Deepening : Working with Entropy

ADIDS Element

Deepening

Parent Topic(s)

Entropy and Password Security

Duration

60-90 minutes

Materials

  • This works best if you work through this collaboratively on a whiteboard, but you can also make a slide deck, or even do the calculations live on a spreadsheet.*

Deepening

Let’s actually calculate some entropy!

To make things a bit easier, let’s switch to numbers and pin codes for a bit, and explore a few routes one might take to try to guess a 4-digit code.

Brute Force

A totally random number (0-9) would take 10 guesses to guarantee you guess the right number by “exhausting” the possibilities. When trying to guess a longer number (say, a 4 digit pin), you have to multiply by the number of digits, so a 4 digit pin takes 10×10×10×10, or 10,000 guesses. For anyone who’s forgotten the code to their luggage lock, this is what you’re looking at.

Generally speaking, you have a chance at getting the “right” combination early, so you’d have to be incredibly unlucky to have to guess all 10,000 guesses - but even still, at 3 seconds a guess, you’d be at this for 8 hours straight.

Informed Guessing: Dates

This is where understanding entropy really comes in handy. Is that combination really actually random? Probably not. There’s a good chance it’s either a date or a year. If it’s a year, the first two numbers are probably either 19 or 20, and if it’s 19, it’s a good guess to work backwards from 99 down to 50. For 20, work up from 00 to 23.

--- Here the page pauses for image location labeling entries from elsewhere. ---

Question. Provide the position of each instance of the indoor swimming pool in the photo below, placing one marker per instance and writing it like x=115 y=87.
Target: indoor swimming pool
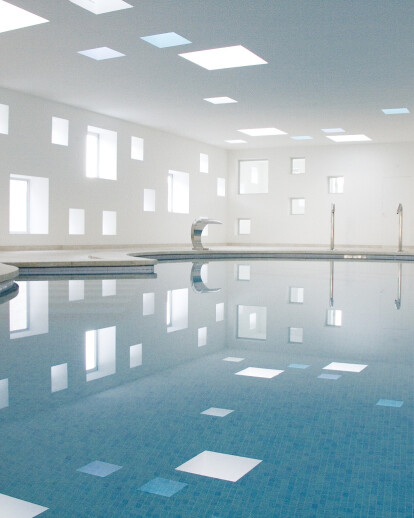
x=219 y=389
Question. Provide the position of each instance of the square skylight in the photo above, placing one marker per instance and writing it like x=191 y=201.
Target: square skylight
x=262 y=132
x=329 y=376
x=395 y=111
x=167 y=39
x=220 y=100
x=345 y=367
x=333 y=130
x=101 y=53
x=258 y=372
x=219 y=465
x=99 y=469
x=217 y=412
x=12 y=17
x=224 y=57
x=349 y=138
x=101 y=6
x=163 y=487
x=390 y=402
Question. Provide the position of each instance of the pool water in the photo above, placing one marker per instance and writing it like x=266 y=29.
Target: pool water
x=220 y=390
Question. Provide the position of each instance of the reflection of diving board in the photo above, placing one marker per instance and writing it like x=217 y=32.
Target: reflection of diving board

This takes 10,000 guesses down to just 80 - 1×1×5×10 for 1950-1999 (1 guess × 1 guess × 5 guesses (5,6,7,8,9), × 10 guesses (0-9) = 50 plus 1×1×3×10 for 2000-2023 (and you could cut that down more by not trying numbers in the future) = 30

Now, of course, it could be a day/month combination in MMDD or DDMM

(work through this with the participants)

  • What does month formatting look like from an entropy viewpoint? 01-12, so the first digit has 2 guesses, and the second has 10.
  • Days go from 01-31, so the first digit has 4 possible options, and the second has again 10.
  • So an exhaustive list of all MMDD options would take 2×10×4×10 or 800 more guesses, and DDMM adds another 800.
  • Notably, there are further shortcuts here! you don’t need to test days for 32,33,34, etc.

So to guess all recent years, and all month/day combinations, you’re still looking at 1680 guesses, which is a lot more doable than 10,000 - but even this is still more work than an exhaustive guess of all possible combinations for a 3-digit combo lock.

Informed Guessing: Statistics

A (now-defunct) firm called DataGenetics put out a really great post on PIN code entropy, which makes the randomness of most PIN codes even more depressing with a dose of cold reality from leaked PIN data. In their research, “1234” accounted for 10% of all PIN codes by itself, and “1111” brings in another 6%.

Going through just 5 of most common from their 2018 analysis will net you over 20% of the PIN codes which were in the 3.5 million code leak, and you’ll get 50% with onl 426 guesses.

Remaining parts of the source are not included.